Schrijver's book, Tardos result, and {0,+1,-1} matrices

Schrijver's book has a chapter 15 which is titled Further polynomiality results in linear programming. In that chapter, he covers some additional methods of solution -- as opposed to well known results by Khachiyan, Karmarkar and others -- to the LP problem. The additional results being Megiddo's result, Tardos result. My post on Megiddo's result is this. The result by by Tardos (corollary 15.3a of the book) is significant as it gives a characterization of {0,+1,-1} matrices. It is in pages 195-199 of Schrijver's book. Also, Megiddo's result follows in pages 199-204. The following is the statement we are interested in:

Corollary 15.3a: Tardos result states that there exists a strongly polynomial time algorithm for rational LP problems with {0,+1,-1} constraint matrix.
Intuition: The intuition for this corollary is pretty clear: Khachiyan's method is a polynomial time algorithm, but not strictly polynomial time algorithm. The running time of Khachiyan's algorithm -- for a problem of the type Ax <= b -- is dependent on not just the size of the matrix A, meaning the number of rows and columns of A, but also the number of bits used in encoding the matrix A. OTOH, when we restrict the matrix A to be a {0,+1,-1} matrix, which means we are operating in the unary mode, Khachiyan's algorithm takes strictly polynomial time.

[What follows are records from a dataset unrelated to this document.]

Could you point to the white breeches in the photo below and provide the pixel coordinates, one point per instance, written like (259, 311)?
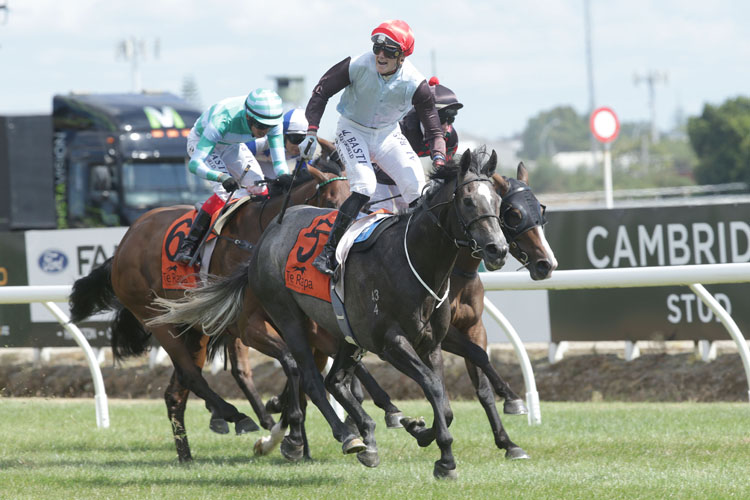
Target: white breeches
(359, 146)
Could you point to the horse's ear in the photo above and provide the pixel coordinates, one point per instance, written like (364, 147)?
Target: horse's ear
(465, 161)
(317, 174)
(489, 168)
(501, 184)
(522, 174)
(326, 146)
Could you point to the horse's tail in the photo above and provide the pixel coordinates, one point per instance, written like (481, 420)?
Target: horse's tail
(211, 308)
(93, 294)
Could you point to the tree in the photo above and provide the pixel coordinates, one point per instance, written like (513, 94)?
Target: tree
(190, 91)
(720, 137)
(559, 129)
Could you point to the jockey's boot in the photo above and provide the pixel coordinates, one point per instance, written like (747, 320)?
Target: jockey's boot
(325, 262)
(199, 227)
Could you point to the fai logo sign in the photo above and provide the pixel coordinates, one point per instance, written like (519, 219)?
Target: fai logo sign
(53, 261)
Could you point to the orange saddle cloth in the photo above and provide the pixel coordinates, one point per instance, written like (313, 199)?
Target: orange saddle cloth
(300, 275)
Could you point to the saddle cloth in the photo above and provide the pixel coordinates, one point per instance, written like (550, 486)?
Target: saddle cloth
(299, 273)
(178, 276)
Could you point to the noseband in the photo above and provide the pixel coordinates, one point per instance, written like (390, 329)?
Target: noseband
(531, 216)
(470, 242)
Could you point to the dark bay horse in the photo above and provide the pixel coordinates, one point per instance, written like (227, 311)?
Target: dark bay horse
(395, 298)
(130, 281)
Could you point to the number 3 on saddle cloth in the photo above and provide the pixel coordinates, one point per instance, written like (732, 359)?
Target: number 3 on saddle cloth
(301, 276)
(178, 276)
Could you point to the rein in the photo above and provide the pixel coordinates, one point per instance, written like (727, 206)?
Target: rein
(471, 242)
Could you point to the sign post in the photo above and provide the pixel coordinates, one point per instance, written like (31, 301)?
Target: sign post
(605, 127)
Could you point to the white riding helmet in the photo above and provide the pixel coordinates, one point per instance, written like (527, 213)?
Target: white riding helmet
(295, 122)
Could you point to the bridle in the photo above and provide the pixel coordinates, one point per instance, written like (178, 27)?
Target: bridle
(531, 216)
(470, 242)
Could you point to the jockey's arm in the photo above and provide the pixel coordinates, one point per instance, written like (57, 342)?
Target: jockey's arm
(198, 165)
(278, 154)
(331, 83)
(424, 103)
(209, 139)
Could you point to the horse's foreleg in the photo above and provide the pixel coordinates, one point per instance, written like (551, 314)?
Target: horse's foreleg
(293, 324)
(401, 354)
(175, 398)
(471, 344)
(189, 375)
(338, 381)
(243, 374)
(381, 398)
(487, 399)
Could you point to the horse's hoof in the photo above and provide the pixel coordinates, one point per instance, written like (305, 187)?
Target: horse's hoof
(291, 451)
(353, 445)
(245, 425)
(369, 457)
(440, 472)
(258, 447)
(412, 424)
(516, 453)
(273, 405)
(393, 420)
(219, 426)
(349, 422)
(267, 423)
(515, 407)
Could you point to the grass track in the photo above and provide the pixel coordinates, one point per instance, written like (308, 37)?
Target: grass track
(52, 449)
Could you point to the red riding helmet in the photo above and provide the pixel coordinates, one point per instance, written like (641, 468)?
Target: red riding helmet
(399, 32)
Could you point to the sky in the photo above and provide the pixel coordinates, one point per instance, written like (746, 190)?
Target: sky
(507, 61)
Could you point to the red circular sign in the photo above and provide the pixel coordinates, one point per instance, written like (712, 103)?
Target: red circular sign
(604, 124)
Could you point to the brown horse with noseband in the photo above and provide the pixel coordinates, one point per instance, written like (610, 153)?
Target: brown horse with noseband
(130, 281)
(522, 221)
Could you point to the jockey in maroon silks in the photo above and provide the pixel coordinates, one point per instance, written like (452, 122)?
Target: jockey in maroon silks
(380, 88)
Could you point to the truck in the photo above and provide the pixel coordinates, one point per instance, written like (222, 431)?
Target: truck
(99, 160)
(71, 182)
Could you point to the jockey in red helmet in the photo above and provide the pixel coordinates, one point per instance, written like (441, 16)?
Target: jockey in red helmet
(380, 87)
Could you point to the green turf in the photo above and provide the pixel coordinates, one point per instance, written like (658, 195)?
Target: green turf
(52, 449)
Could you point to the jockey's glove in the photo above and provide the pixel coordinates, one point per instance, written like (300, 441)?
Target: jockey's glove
(284, 180)
(308, 146)
(438, 161)
(230, 184)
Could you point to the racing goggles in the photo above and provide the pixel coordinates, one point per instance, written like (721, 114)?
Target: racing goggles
(389, 51)
(295, 139)
(447, 115)
(255, 123)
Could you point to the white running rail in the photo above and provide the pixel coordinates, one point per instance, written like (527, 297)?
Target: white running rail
(692, 276)
(48, 295)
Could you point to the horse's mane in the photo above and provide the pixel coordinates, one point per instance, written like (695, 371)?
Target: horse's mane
(452, 167)
(328, 163)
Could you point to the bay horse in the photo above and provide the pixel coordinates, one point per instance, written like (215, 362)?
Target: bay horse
(390, 301)
(522, 221)
(129, 282)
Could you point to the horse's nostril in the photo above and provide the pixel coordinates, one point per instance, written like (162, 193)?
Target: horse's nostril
(543, 267)
(495, 251)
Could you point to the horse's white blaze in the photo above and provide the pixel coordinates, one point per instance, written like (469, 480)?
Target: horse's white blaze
(485, 191)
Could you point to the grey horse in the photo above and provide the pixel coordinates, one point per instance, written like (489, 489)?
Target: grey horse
(395, 300)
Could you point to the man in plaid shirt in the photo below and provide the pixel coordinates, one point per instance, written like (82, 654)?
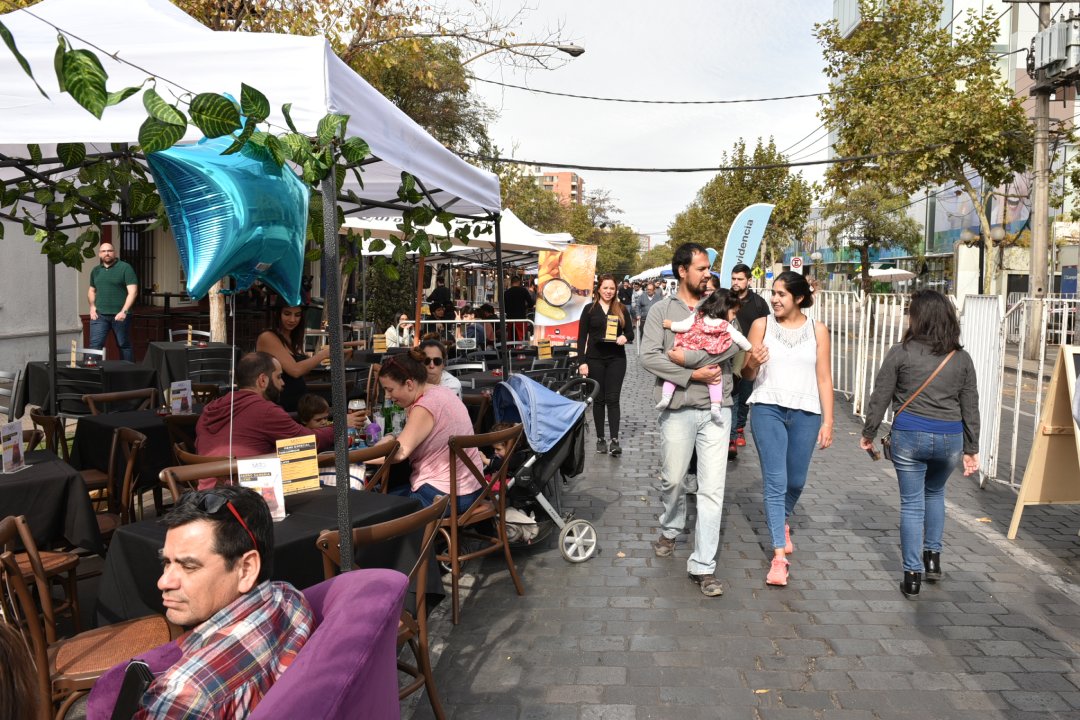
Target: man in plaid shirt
(245, 629)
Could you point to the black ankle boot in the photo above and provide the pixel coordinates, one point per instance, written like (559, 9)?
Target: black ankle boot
(913, 581)
(932, 564)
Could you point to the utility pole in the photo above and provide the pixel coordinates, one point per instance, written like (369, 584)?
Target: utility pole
(1040, 202)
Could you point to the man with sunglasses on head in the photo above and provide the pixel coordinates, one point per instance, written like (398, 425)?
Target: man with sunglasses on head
(244, 629)
(248, 421)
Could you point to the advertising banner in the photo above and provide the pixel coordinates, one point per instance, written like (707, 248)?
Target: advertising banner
(744, 239)
(564, 286)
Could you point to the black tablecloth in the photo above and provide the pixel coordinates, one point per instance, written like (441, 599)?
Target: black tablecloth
(119, 375)
(54, 499)
(129, 584)
(171, 361)
(93, 440)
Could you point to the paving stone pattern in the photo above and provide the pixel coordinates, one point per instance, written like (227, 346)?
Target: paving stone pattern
(628, 636)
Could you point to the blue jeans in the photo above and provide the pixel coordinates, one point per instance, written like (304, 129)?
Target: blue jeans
(740, 393)
(923, 461)
(99, 330)
(784, 438)
(680, 432)
(427, 494)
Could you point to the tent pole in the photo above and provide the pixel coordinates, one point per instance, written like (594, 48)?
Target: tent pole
(498, 294)
(419, 301)
(51, 289)
(338, 399)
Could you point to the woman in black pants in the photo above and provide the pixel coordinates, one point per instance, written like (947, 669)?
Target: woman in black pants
(603, 330)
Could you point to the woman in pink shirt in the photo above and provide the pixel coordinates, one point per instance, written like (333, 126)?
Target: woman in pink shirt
(434, 415)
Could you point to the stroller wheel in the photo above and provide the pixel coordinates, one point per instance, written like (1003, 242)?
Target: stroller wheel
(577, 541)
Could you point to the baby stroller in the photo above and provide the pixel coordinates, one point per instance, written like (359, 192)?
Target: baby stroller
(554, 429)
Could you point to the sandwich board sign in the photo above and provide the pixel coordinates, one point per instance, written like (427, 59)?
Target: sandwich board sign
(1052, 476)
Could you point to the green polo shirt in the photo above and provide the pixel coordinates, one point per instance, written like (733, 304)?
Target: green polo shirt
(110, 285)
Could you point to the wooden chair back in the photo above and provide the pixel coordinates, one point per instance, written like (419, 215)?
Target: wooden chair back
(378, 480)
(127, 399)
(18, 609)
(180, 479)
(53, 430)
(9, 385)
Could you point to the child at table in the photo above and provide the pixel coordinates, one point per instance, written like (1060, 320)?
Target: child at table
(312, 411)
(710, 329)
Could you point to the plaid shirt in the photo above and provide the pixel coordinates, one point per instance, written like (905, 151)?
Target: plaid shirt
(231, 660)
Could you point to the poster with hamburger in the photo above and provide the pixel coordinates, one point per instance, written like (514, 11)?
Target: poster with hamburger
(564, 286)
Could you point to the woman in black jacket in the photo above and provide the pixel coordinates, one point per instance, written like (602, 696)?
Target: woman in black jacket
(603, 330)
(932, 433)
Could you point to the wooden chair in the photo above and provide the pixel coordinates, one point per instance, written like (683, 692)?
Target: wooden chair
(204, 392)
(127, 398)
(413, 626)
(67, 669)
(478, 404)
(374, 389)
(52, 566)
(127, 446)
(181, 336)
(9, 385)
(378, 480)
(181, 479)
(489, 506)
(181, 431)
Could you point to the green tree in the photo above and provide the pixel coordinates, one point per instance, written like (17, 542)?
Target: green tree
(928, 100)
(869, 217)
(763, 179)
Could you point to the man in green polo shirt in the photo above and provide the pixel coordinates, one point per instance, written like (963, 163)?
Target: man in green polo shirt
(111, 294)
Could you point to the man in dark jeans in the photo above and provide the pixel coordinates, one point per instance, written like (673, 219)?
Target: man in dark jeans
(753, 307)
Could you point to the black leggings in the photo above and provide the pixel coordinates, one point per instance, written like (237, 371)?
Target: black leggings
(608, 371)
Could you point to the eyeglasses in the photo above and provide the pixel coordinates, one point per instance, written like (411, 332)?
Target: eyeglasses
(213, 503)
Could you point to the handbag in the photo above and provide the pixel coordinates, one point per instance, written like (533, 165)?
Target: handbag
(887, 439)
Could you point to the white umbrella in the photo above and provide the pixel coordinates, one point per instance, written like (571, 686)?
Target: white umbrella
(890, 274)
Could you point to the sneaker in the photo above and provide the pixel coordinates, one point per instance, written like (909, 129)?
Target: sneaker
(778, 572)
(709, 584)
(663, 546)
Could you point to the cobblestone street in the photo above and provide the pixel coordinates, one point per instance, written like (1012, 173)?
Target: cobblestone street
(628, 636)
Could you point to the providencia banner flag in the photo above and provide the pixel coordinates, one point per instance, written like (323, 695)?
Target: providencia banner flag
(744, 239)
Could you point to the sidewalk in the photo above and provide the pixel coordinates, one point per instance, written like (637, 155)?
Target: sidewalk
(626, 636)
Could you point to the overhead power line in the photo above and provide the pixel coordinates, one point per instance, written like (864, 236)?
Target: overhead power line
(603, 168)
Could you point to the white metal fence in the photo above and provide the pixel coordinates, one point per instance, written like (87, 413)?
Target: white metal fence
(1011, 386)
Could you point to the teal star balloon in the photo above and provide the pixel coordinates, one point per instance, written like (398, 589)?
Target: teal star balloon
(240, 215)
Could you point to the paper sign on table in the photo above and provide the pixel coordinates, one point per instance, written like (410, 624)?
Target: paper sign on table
(299, 464)
(264, 476)
(11, 438)
(179, 394)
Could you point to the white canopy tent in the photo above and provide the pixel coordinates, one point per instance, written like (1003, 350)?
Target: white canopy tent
(136, 38)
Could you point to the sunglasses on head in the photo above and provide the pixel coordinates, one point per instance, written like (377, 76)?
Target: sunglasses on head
(213, 504)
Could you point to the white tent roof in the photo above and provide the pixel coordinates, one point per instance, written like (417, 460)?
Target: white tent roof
(515, 235)
(188, 57)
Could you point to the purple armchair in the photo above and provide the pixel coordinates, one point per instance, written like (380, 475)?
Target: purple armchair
(349, 663)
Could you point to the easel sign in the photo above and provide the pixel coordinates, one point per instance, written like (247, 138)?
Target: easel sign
(1052, 476)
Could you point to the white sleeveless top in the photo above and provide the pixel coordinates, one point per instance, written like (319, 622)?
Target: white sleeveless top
(790, 378)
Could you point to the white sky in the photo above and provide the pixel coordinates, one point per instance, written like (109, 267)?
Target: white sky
(650, 50)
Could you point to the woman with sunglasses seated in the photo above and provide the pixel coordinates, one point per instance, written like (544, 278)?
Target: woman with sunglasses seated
(434, 415)
(434, 360)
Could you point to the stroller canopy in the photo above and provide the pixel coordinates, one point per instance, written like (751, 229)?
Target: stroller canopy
(545, 415)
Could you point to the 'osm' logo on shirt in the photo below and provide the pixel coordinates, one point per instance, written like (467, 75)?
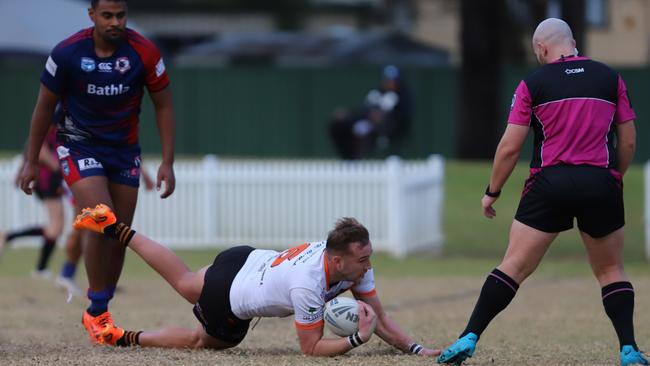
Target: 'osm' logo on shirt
(574, 71)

The other contribution of Tardos is that the running time of Khachiyan's algorithm takes time independent of either the size of b or the number of bits used in encoding b. This is as important contribution, as we can reduce the problem complexity to that of a homogeneous system.

Look up if Schrijver's new book has any more information on the same.
What does Schrijver's books says about hypergraphs??

Schrijver's new book also has lot of information on these questions. esp. in chapters 21,24 etc.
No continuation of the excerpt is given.